1st Search: Returns No Results Found
2nd search: returns count 1
3rd remains the same, however I neglected to say result_id is also blank
Did you enable datamodel acceleration? pivot and tstats are accessing the same datamodel... That's really really weird...
Let's try again with these two queries:
| tstats summariesonly=false allow_old_summaries=true count from datamodel="alert_manager" where nodename="all_alerts" all_alerts.incident_id="1000000-000-000-000-000000000000"
and
| tstats count from datamodel="alert_manager" where nodename="all_alerts" all_alerts.incident_id="1000000-000-000-000-000000000000"
Further I cannot imagine why job_id and result_id should be blank, the logfile says those two fields have been parsed correctly for incident_id 8b82d86a-b742-4f61-8f95-9c312015d2f4 (see https://gist.github.com/sgman/04c0f199194e3945dc75#file-alert_manager_log-L4938)
Can you please paste the plain text event form the output of
eventtype="alert_metadata" incident_id="8b82d86a-b742-4f61-8f95-9c312015d2f4"
to gist? Although I don't think it's the main reason why the tstats doesn't return the events. I reproduced an incident with empty result_id and job_id, which wasn't an issue so far.
The two tstats queries returned No Results found.
The results of the 3rd search are at git https://gist.github.com/sgman/14985c08cedfdbccc523
Many thanks for providing all the information but I'm really sorry, I think I'm not able to solve this issue.
My impression is, that somehow the Datamodel didn't include the events generated by the alert handler. I have no idea why since I'm not able to reproduce it at all, even with events which you provided which don't appear in the datamodel. Since the events have been written to the index correctly and are retrievable with the event type (which is the "base" for the datamodel), there must be something else.
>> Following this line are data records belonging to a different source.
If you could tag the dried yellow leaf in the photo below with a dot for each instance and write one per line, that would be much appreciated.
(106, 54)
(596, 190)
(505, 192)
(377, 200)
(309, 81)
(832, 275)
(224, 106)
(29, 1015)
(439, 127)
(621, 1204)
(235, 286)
Would you agree to open a splunk support case and try to explain the issue, that the datamodel doesn't cover/show some events?
Let me know if I shall support you.
Thanks for your patience and understanding,
Simon
Splunk ticket open, but while I'm waiting I dug into the data models. I posted a few exampled of the incident_id portion of the datamodel. I noticed the data doesn't always get written in the same order and when incident_id is near the end it doesn't get extracted. If you have a few could you take a look and see if you see anything I didn't.